>>147935>i've thought about just blowing my head out once i graduate college
What are you graduating for if you're just gonna die anyways?
Idk about you but I fuckinf hate academics, the work and the people involved in it. Why put up with this shit if you can't reap the benefits? >remember feeling like i was destined for suicide since i was in middle school.
Holy fucking shit, same.
I never felt like I was actually gonna make it. And I remember being at my darkest and thinking to myself "I knew I wasn't gonna make it, this is just how I end and I've known it for a while, I can't picture another ending".
Idk. Its hard to explain my precise thoughts on it, that doesn't really capture it. >all of us were brought into this world without consent
Preach. Every time I'm reborn I feel like my soul has been raped. >>147952
The infinite nature of the universe scares me a little and it makes me want to die because I don't want to be apart of this. Its too much for me.

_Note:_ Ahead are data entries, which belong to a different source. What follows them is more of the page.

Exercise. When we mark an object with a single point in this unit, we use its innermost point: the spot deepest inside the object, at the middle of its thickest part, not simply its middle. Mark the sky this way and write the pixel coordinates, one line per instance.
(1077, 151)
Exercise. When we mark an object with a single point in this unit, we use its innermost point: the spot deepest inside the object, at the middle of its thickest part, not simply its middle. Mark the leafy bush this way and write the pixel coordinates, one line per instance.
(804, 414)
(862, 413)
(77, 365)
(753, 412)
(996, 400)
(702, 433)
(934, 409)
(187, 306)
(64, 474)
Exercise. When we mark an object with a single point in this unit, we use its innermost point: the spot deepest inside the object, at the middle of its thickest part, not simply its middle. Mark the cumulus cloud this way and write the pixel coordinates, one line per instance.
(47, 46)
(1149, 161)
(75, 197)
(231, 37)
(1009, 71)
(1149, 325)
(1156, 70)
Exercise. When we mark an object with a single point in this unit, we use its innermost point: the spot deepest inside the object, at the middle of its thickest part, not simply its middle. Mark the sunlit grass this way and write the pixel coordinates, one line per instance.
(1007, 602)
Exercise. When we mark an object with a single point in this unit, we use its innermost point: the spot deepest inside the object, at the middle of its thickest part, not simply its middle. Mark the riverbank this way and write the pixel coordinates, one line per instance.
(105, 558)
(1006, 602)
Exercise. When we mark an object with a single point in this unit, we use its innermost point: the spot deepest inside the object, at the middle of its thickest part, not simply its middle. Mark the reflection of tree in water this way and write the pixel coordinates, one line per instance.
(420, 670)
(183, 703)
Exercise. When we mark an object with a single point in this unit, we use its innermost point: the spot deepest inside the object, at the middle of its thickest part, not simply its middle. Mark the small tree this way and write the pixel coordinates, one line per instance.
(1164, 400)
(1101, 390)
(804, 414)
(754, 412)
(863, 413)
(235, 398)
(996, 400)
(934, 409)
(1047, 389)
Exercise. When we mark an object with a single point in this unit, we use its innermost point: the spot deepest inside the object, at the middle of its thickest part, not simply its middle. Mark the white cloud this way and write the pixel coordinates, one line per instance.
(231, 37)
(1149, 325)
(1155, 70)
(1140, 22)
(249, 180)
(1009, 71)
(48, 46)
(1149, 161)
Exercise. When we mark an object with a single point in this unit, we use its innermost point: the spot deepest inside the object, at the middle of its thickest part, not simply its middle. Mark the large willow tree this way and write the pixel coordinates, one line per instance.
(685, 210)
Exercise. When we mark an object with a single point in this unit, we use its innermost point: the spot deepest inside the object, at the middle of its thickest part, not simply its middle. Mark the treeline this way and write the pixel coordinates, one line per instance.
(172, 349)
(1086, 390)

I never felt like I had a purpose to live. Even when I was little. I never felt like I was living because I loved life or because I had a purpose but more like I was shoved here so anything I did in life was just to make the time here more bearable. Distractions.
I feel like I've got more to cling to now but even still when I think about it suicide is tempting because I just don't want to be apart of this. If I could undo my whole life and have never been born I'd do it in a heartbeat. >>147958>Rather than just getting drugged by woke doctors who're buried in 300k of medical school debt. We're living in some sick times.
Meds are a big fat money making scam and it shifts the blame off of the sick world we live in which causes mental stress and instead tells people theyre the dysfunctional ones for not being a perfect cog in a machine. Yeah it is sick.
Religion, is a little better, not by much though. Just like meds it sells people artificial happiness, lies, and abuses its power to exploit people, sometimes for money.